That was fun – a graphic novel featuring Keanu Reeves and Winona Ryder, made up of snapshots from an animated film based on a live-action film, which was, in turn, adapted from a novel by Philip K. Dick. (An adaptation studies scholar’s heaven!)
It’s a very interesting project, it does really feel like watching a film, but because they had to cut out massive chunks, even to make it into a generously sized book (188 pp.), there were lots of gaps to fill for the reader. I mean, I read it in three 20-mins sittings, and when you think of it, at reading pace, I probably didn’t get a fourth of what the film could show visually. So the book/film is about a group of people half of whom are undercover agents trying to bust each other – a dystopia involving a highly addictive drug that causes serious brain damage, also has the aspect of detective fiction. So it’s quite difficult to follow who is who from such a pared down plot, represented in 5-6 panels on average per page. Also, the fact that a few characters, including the protagonist, were wearing this high-tech “anonymity” suit (containing a million and a half fraction representations of people of all kinds) didn’t help – I think those suits look better as a visual effect in a film rather than on printed page. (All these probably explain why the book ended up being remaindered at £4,99; it’s four-colour hardback, such a pity).

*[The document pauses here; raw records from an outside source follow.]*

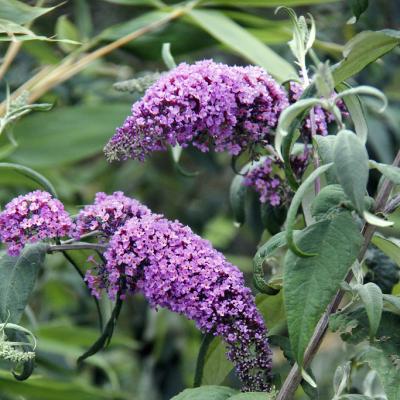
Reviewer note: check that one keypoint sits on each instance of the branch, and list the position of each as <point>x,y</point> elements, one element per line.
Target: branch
<point>294,377</point>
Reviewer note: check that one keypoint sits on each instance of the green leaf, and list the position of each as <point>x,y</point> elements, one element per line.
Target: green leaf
<point>155,3</point>
<point>67,134</point>
<point>388,171</point>
<point>394,302</point>
<point>294,207</point>
<point>31,174</point>
<point>288,115</point>
<point>237,197</point>
<point>389,374</point>
<point>363,49</point>
<point>17,280</point>
<point>372,297</point>
<point>216,366</point>
<point>356,110</point>
<point>389,246</point>
<point>330,198</point>
<point>116,31</point>
<point>359,7</point>
<point>366,91</point>
<point>273,311</point>
<point>351,165</point>
<point>20,12</point>
<point>65,29</point>
<point>238,39</point>
<point>268,3</point>
<point>266,250</point>
<point>167,56</point>
<point>309,284</point>
<point>206,392</point>
<point>253,396</point>
<point>105,338</point>
<point>325,146</point>
<point>39,388</point>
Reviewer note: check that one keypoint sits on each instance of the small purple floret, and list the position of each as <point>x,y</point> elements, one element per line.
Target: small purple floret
<point>107,214</point>
<point>265,180</point>
<point>208,105</point>
<point>176,269</point>
<point>31,218</point>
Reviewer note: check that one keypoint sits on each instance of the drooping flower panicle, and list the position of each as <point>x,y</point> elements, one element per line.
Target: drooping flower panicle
<point>107,214</point>
<point>176,269</point>
<point>208,105</point>
<point>31,218</point>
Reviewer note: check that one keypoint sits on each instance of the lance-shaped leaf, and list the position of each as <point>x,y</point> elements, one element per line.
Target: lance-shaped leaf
<point>288,116</point>
<point>20,12</point>
<point>266,250</point>
<point>241,41</point>
<point>356,111</point>
<point>351,165</point>
<point>388,171</point>
<point>294,207</point>
<point>372,297</point>
<point>309,284</point>
<point>363,49</point>
<point>365,91</point>
<point>17,280</point>
<point>206,392</point>
<point>388,374</point>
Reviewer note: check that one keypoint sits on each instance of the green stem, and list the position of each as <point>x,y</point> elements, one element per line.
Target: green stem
<point>96,301</point>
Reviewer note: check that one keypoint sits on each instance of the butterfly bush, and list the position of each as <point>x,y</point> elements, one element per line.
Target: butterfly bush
<point>271,187</point>
<point>31,218</point>
<point>208,105</point>
<point>322,118</point>
<point>176,269</point>
<point>107,214</point>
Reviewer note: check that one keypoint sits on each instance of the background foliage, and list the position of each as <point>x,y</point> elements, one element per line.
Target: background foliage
<point>153,354</point>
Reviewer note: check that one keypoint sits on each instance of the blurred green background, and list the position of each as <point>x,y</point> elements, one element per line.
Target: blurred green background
<point>153,354</point>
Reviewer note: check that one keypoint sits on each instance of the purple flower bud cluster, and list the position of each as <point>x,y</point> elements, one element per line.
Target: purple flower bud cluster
<point>107,214</point>
<point>322,117</point>
<point>205,104</point>
<point>178,270</point>
<point>264,179</point>
<point>31,218</point>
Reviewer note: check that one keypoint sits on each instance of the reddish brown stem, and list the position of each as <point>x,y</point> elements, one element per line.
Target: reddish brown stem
<point>294,377</point>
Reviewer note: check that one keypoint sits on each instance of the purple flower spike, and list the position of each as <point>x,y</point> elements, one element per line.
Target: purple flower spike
<point>270,186</point>
<point>176,269</point>
<point>107,214</point>
<point>31,218</point>
<point>205,104</point>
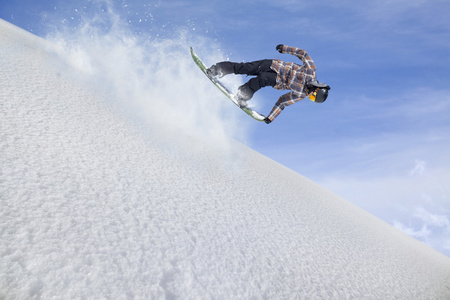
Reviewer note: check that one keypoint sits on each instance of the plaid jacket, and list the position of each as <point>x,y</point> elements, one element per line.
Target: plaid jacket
<point>292,76</point>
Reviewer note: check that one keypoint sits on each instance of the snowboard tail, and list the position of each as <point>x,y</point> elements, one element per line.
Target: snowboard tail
<point>254,114</point>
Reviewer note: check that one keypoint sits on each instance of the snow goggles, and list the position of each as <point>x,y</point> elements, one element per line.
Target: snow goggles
<point>313,95</point>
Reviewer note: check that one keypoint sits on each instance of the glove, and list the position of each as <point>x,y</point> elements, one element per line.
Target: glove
<point>280,48</point>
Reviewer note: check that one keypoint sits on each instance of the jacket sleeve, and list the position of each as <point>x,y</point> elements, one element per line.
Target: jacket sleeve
<point>301,54</point>
<point>283,101</point>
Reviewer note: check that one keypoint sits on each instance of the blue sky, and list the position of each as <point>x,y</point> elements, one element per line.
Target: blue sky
<point>381,140</point>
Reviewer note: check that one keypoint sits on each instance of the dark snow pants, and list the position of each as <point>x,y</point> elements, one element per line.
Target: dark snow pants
<point>265,76</point>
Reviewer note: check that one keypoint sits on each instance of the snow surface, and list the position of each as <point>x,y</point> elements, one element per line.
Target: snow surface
<point>96,206</point>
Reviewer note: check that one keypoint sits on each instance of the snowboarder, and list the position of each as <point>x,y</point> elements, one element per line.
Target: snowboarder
<point>280,75</point>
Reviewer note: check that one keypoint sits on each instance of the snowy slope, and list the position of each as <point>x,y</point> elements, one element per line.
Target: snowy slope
<point>94,206</point>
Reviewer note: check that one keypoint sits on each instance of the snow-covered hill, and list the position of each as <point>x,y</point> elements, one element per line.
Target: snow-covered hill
<point>96,206</point>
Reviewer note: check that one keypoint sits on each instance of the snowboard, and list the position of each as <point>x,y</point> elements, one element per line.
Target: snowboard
<point>254,114</point>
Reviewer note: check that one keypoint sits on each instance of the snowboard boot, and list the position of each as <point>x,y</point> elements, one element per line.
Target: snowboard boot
<point>244,94</point>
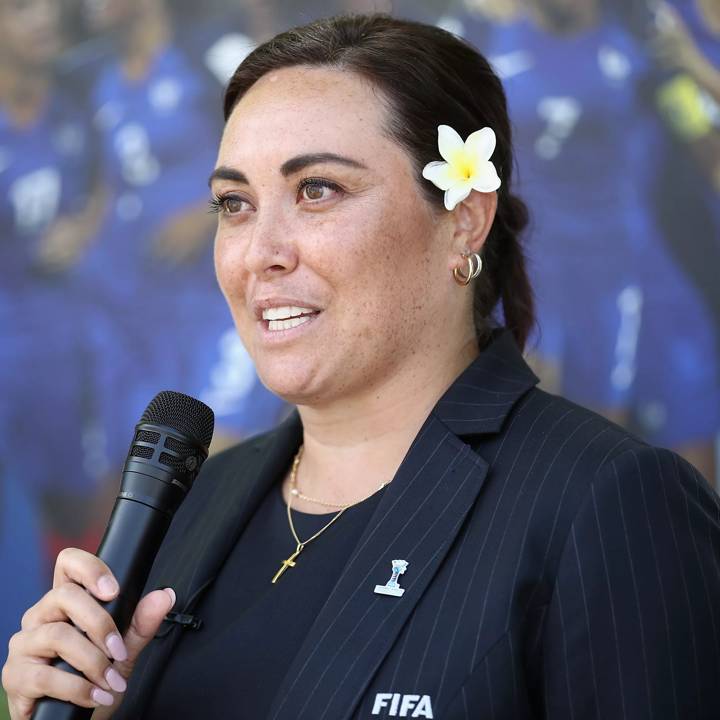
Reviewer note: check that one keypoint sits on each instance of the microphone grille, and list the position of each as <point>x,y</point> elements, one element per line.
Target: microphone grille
<point>182,413</point>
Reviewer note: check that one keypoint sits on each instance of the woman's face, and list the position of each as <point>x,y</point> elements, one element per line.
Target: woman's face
<point>320,213</point>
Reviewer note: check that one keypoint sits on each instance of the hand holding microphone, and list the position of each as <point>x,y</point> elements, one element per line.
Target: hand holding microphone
<point>81,663</point>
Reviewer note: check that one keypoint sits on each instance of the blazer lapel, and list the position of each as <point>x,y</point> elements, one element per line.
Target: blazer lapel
<point>416,520</point>
<point>194,554</point>
<point>237,492</point>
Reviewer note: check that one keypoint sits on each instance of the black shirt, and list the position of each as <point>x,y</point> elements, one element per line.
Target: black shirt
<point>252,629</point>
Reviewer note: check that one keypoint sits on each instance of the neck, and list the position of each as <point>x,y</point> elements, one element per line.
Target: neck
<point>149,32</point>
<point>23,91</point>
<point>355,445</point>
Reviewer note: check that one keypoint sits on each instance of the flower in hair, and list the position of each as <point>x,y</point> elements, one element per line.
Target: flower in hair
<point>467,164</point>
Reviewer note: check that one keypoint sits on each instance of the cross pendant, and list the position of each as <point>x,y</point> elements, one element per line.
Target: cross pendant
<point>289,562</point>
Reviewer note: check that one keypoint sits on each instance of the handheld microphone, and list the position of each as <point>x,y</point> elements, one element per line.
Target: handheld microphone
<point>169,446</point>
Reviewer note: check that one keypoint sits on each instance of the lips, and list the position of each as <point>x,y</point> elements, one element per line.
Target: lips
<point>286,317</point>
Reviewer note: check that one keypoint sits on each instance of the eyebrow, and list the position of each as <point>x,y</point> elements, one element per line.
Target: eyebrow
<point>289,167</point>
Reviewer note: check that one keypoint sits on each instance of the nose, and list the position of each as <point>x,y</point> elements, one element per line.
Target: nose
<point>270,251</point>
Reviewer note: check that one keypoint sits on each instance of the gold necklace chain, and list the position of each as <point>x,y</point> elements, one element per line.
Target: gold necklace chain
<point>290,562</point>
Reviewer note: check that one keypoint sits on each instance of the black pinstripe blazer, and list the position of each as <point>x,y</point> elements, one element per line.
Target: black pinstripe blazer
<point>559,567</point>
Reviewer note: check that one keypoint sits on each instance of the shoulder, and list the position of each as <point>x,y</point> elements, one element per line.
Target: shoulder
<point>560,474</point>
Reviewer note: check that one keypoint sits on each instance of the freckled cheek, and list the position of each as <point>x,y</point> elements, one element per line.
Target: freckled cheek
<point>231,274</point>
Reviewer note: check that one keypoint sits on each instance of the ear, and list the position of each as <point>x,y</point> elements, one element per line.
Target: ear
<point>473,219</point>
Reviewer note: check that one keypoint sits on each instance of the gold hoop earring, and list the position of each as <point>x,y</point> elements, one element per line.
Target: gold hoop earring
<point>473,271</point>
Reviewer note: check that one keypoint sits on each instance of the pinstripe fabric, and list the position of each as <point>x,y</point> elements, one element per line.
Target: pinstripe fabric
<point>559,568</point>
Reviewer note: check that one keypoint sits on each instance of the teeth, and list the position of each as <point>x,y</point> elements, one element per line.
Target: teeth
<point>287,324</point>
<point>283,313</point>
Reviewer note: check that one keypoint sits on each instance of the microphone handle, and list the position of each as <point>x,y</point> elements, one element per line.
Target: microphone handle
<point>129,546</point>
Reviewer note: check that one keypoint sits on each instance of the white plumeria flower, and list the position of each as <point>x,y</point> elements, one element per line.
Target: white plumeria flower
<point>467,164</point>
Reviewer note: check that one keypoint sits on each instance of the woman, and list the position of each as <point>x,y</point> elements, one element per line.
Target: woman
<point>493,550</point>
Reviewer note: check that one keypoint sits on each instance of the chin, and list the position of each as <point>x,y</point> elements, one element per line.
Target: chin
<point>290,381</point>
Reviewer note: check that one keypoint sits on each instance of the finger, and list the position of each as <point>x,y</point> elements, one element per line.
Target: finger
<point>83,568</point>
<point>71,602</point>
<point>145,622</point>
<point>38,680</point>
<point>63,640</point>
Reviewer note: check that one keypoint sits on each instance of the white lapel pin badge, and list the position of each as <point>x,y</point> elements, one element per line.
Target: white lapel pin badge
<point>391,587</point>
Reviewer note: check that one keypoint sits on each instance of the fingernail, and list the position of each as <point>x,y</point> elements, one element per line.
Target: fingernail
<point>101,697</point>
<point>171,593</point>
<point>115,680</point>
<point>116,647</point>
<point>107,585</point>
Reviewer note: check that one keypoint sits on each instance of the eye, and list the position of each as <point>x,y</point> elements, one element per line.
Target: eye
<point>228,204</point>
<point>314,189</point>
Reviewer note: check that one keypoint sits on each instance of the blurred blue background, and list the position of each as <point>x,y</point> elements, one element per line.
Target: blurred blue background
<point>110,114</point>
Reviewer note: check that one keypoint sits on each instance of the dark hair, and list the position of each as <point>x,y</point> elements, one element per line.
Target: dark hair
<point>428,77</point>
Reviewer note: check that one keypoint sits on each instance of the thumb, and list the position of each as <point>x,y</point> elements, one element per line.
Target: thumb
<point>145,622</point>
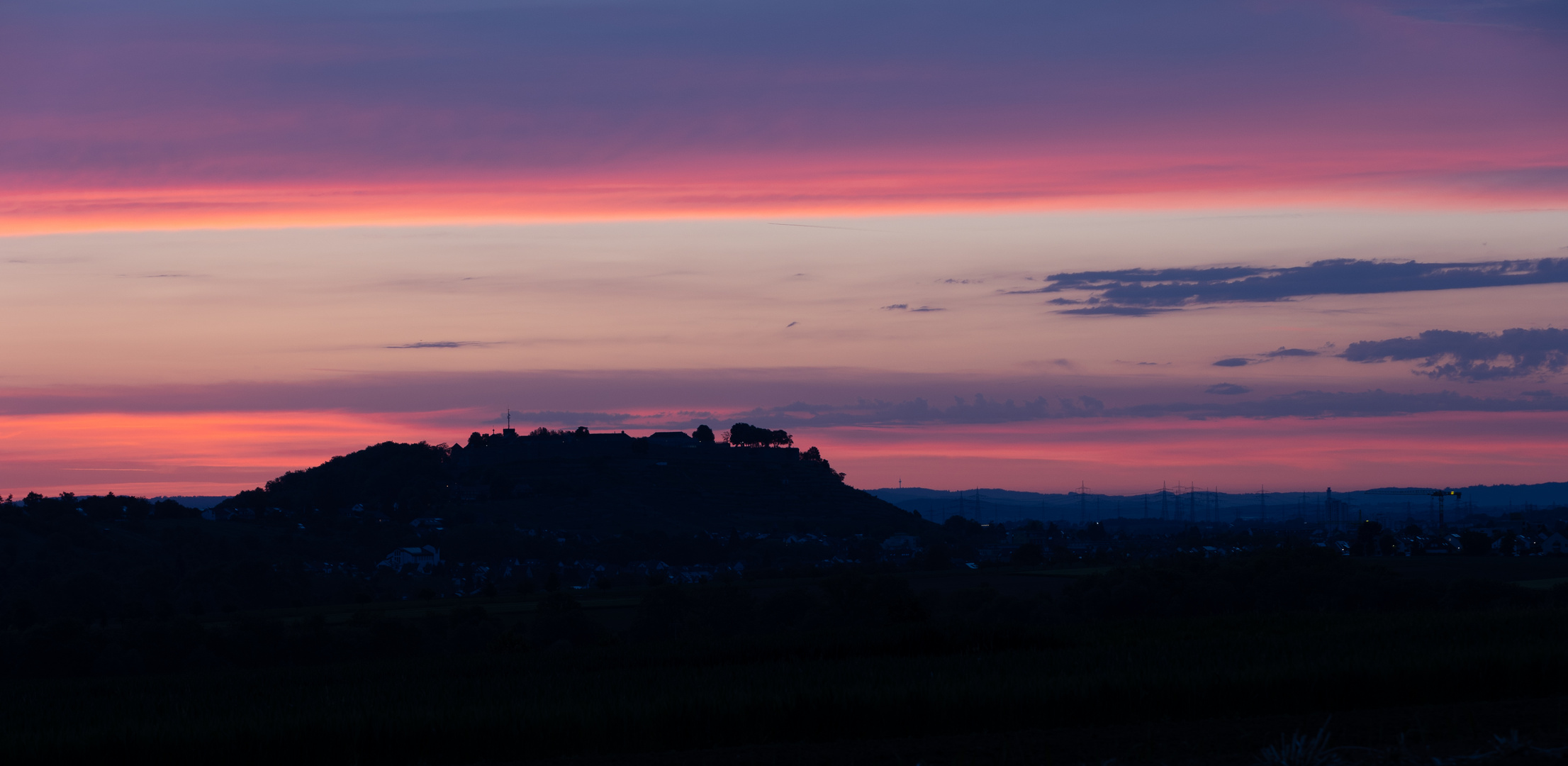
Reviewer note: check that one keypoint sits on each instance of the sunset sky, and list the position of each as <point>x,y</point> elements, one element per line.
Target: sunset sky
<point>952,244</point>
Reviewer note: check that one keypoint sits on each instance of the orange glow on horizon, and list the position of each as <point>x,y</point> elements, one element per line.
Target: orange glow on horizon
<point>1024,187</point>
<point>226,453</point>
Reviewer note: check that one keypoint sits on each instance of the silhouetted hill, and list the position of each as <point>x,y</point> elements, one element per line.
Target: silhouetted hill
<point>601,482</point>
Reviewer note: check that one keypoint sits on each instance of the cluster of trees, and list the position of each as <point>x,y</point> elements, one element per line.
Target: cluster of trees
<point>747,435</point>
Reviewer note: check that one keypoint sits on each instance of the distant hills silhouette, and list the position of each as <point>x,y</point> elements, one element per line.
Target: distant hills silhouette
<point>1012,504</point>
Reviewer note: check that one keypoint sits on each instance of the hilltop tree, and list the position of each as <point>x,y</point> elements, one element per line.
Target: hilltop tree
<point>744,433</point>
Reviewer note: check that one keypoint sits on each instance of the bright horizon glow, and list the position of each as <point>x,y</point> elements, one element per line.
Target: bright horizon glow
<point>240,238</point>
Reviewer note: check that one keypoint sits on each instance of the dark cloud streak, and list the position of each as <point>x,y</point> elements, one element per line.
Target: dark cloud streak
<point>1169,289</point>
<point>1459,355</point>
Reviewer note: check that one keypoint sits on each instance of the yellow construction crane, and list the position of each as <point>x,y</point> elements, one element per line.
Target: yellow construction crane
<point>1440,495</point>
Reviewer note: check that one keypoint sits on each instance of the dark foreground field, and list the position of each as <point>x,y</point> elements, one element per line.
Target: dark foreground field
<point>1024,671</point>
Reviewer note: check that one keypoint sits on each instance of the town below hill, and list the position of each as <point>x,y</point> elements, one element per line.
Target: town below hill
<point>415,603</point>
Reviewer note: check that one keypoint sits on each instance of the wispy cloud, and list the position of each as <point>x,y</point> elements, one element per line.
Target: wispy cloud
<point>438,344</point>
<point>1226,389</point>
<point>1143,291</point>
<point>1459,355</point>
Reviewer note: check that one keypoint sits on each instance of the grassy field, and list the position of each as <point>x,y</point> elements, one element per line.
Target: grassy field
<point>875,685</point>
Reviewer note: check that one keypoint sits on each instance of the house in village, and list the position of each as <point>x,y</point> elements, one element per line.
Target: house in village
<point>425,557</point>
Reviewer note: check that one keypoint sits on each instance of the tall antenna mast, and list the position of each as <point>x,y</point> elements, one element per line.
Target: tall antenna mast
<point>1082,503</point>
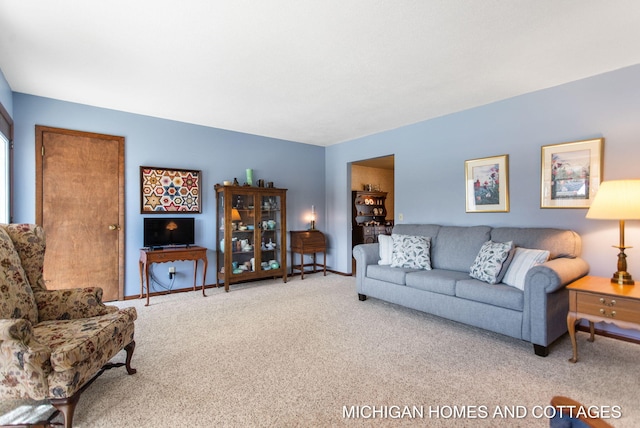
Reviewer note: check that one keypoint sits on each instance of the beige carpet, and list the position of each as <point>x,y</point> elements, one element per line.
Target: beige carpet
<point>300,353</point>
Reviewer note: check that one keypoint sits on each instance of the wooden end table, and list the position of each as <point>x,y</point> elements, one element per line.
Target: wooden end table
<point>148,257</point>
<point>597,299</point>
<point>308,242</point>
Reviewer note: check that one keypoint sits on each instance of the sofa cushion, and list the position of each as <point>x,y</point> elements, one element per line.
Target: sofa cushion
<point>437,280</point>
<point>492,294</point>
<point>488,263</point>
<point>412,252</point>
<point>456,247</point>
<point>523,260</point>
<point>386,249</point>
<point>388,274</point>
<point>16,296</point>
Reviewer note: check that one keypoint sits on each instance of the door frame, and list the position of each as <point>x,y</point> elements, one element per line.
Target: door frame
<point>40,130</point>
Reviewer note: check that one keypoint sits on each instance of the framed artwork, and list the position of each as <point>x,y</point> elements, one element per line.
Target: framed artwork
<point>571,173</point>
<point>164,190</point>
<point>487,184</point>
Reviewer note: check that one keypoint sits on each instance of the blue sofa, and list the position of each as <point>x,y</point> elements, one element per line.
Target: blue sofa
<point>537,314</point>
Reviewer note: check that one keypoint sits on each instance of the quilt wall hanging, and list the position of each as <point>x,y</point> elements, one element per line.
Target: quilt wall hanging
<point>165,190</point>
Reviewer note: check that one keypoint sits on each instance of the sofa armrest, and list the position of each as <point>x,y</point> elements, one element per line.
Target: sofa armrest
<point>555,274</point>
<point>18,329</point>
<point>365,254</point>
<point>546,300</point>
<point>71,303</point>
<point>24,362</point>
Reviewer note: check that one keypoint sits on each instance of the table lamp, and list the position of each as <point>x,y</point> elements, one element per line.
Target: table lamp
<point>312,222</point>
<point>618,200</point>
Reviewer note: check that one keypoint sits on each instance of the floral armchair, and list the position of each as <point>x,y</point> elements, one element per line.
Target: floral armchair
<point>53,343</point>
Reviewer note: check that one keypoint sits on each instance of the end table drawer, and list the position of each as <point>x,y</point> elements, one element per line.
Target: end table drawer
<point>609,307</point>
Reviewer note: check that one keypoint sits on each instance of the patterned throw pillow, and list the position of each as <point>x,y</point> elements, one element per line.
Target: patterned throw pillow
<point>523,260</point>
<point>489,261</point>
<point>386,249</point>
<point>411,252</point>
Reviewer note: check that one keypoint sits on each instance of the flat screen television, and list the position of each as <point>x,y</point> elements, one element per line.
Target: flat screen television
<point>168,231</point>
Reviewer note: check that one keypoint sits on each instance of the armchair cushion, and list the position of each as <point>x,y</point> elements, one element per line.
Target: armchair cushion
<point>29,241</point>
<point>71,303</point>
<point>86,339</point>
<point>16,296</point>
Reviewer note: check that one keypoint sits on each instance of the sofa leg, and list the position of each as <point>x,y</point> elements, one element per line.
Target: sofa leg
<point>541,351</point>
<point>130,348</point>
<point>66,406</point>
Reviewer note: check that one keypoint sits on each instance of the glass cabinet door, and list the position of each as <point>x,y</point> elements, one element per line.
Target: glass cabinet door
<point>270,232</point>
<point>243,230</point>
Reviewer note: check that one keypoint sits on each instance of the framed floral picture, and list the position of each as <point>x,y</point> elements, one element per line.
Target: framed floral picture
<point>164,190</point>
<point>487,184</point>
<point>571,173</point>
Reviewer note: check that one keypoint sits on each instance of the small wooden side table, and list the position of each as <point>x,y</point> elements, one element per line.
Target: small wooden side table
<point>308,242</point>
<point>148,257</point>
<point>597,299</point>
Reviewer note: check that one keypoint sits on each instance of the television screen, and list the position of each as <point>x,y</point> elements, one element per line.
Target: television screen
<point>168,231</point>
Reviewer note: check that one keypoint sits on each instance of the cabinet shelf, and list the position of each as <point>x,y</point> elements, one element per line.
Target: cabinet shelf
<point>369,217</point>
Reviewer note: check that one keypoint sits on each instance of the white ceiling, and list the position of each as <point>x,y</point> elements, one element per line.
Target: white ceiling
<point>312,71</point>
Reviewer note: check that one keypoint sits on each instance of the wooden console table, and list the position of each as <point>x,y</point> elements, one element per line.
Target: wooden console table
<point>148,257</point>
<point>308,242</point>
<point>597,299</point>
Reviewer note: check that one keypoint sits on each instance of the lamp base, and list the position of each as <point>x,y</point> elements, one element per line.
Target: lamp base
<point>622,278</point>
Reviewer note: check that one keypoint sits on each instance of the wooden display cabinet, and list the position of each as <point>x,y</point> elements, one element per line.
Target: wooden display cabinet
<point>251,233</point>
<point>369,217</point>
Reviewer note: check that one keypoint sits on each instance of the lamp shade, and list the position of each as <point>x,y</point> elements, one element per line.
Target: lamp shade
<point>235,215</point>
<point>616,200</point>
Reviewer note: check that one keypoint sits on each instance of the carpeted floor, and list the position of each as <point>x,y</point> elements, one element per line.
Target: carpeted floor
<point>308,353</point>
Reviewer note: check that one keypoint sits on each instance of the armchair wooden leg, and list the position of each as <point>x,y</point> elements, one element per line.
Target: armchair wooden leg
<point>130,348</point>
<point>66,406</point>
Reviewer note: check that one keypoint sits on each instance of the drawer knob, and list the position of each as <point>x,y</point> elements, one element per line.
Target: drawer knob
<point>611,315</point>
<point>604,302</point>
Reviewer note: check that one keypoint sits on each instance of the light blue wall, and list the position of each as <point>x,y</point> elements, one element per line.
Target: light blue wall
<point>6,96</point>
<point>430,155</point>
<point>221,155</point>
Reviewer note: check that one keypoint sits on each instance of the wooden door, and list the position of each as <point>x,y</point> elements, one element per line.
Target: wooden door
<point>80,204</point>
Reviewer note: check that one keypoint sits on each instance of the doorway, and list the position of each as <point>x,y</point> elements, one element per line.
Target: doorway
<point>80,204</point>
<point>377,173</point>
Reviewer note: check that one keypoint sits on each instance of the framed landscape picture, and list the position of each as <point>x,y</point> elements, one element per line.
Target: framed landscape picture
<point>571,173</point>
<point>487,184</point>
<point>164,190</point>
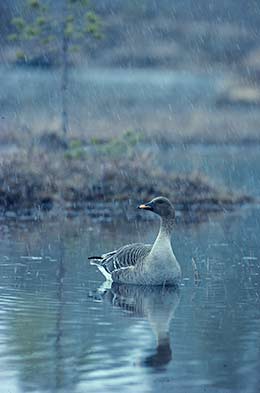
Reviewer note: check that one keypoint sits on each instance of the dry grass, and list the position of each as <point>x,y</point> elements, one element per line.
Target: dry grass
<point>44,180</point>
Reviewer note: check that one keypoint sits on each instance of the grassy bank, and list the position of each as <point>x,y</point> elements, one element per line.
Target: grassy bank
<point>114,175</point>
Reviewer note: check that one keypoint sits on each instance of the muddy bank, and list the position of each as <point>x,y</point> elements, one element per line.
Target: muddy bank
<point>40,184</point>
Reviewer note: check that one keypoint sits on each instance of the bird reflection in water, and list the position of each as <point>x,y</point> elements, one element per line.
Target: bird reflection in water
<point>157,304</point>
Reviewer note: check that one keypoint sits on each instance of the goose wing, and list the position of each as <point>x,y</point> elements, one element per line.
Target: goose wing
<point>123,257</point>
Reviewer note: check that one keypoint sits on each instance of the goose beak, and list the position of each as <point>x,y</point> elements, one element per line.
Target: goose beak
<point>146,206</point>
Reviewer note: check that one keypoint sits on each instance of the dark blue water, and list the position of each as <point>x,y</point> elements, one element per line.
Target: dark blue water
<point>60,331</point>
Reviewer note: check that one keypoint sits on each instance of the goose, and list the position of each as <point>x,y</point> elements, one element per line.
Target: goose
<point>145,264</point>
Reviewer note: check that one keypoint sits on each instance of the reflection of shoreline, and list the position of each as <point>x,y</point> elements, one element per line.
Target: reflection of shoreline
<point>154,303</point>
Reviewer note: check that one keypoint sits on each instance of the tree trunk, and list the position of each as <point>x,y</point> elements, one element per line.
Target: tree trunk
<point>64,79</point>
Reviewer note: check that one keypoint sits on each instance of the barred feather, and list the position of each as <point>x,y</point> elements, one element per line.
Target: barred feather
<point>125,256</point>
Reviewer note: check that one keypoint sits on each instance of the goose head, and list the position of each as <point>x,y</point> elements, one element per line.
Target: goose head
<point>161,206</point>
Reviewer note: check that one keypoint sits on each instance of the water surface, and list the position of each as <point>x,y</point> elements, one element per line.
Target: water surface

I could see that the author wanted you to think about the nature of addiction, mental health and identity, and directed some criticism at the state and big corporations in modern society, but I felt that the medium didn’t hold enough to get the message across in this graphic version. But, because the main characters are junkies, and because a graphic book relies almost solely on dialogue, there was a lot of slang, and because it’s an American film/book, both the language and the sense of humour was a bit unfamiliar to me. So maybe that’s partly why I missed out a bit. But I definitely enjoyed reading it!